Sunday, March 26, 2006

Bibliotheque Numerique Francophone

About a year ago, LanguageLog derided the reaction of the head of the National Library of France. Since then, there have been several tries to defeat the evil Google. As "La République Internationale des Lettres" writes in very sarcastic terms, there is yet another effort but this time only Francophone... No hurry though: "Le projet reste pour l'instant au stade de la réflexion." The project is still in its reflection stage.

Bibliothèque Numérique Francophone: "Après Gallica, après la Bibliothèque Numérique Européenne, cap donc aujourd'hui vers la Bibliothèque Numérique Francophone. Nul doute qu'avec ce chef d'escadrille visionnaire, les éditeurs et autres milieux professionnels moutonniers du livre français lancés derrière lui dans le combat anti-Google sont en train de participer activement au futur rayonnement des savoirs, de la culture et de la langue française sur internet. Qui parlait de déclin de la France?"

Monday, March 13, 2006

Found in Translation - Military Information Technology

Found in Translation - Military Information Technology: "Spurred by the military and intelligence communities’ growing need to translate and retrieve pertinent foreign-language intelligence, the Defense Advanced Research Project Agency has launched a program aimed at improving automated, searchable translations."

Tuesday, March 07, 2006

Speak It in Chinese, Hear It in English - Newsweek: International Editions - MSNBC.com

Speak It in Chinese, Hear It in English - Newsweek: International Editions - MSNBC.com: "A three-year EU project called TC-STAR is pumping €10 million into language-software R&D."
That's great - but - what's new in there?

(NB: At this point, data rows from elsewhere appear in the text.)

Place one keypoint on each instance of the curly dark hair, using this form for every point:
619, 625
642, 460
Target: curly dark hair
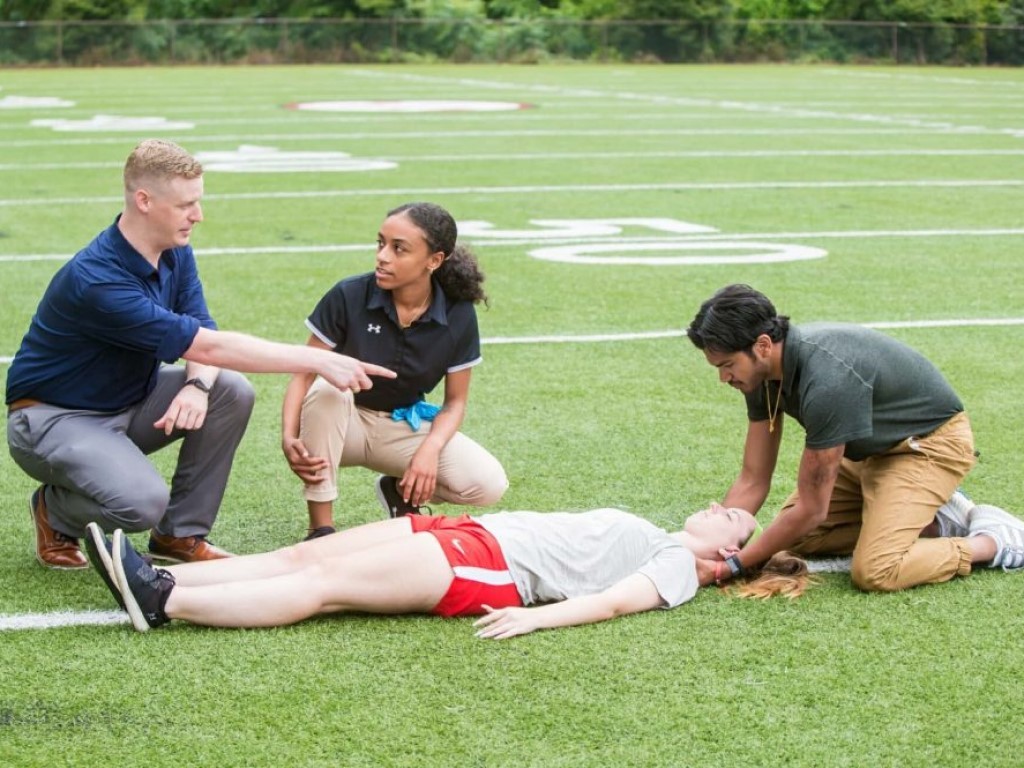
732, 320
460, 274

OCR? Siemens' MT (METAL)? In any case, everything seems to be two years away - even this statement is not new...

Sunday, March 05, 2006

IBM's research juggling act | Tech News on ZDNet

IBM's research juggling act | Tech News on ZDNet

Paul Horn, the director of IBM Research: It continues to be a big thing for IBM and for IBM Research, but it's not just WebFountain. The basic issues are, really, natural language understanding in general. What WebFountain was able to do, which made it powerful, was it would go in and would scan text documents on the Web and it would understand enough about what people were saying that you could query it about what people were saying. You could imagine that there's a lot of countries, including our own, that would care a lot about scanning documents and even open documents and crawling through them to see what people were saying. A lot of the early work on WebFountain was done in three languages--English, Arabic and Chinese--and you can guess who might sponsor that work.

WebFountain is an example of a natural language technology that allows you to essentially analyze from an intelligence point of view what people are saying, but the important point is that this is just a small piece of many, many problems that companies have and where you want to take advantage of natural language understanding, such as translating spoken English to Russian and back again.

We talked about call centers. Natural language understanding can be incredibly powerful, even if you've got a call center operator, just by monitoring the calls and trying to understand what the issues are. There's enormous amounts of natural language and analytic issues in how companies interact with their customers. WebFountain was a specific application of natural language and search technology, but it's just one.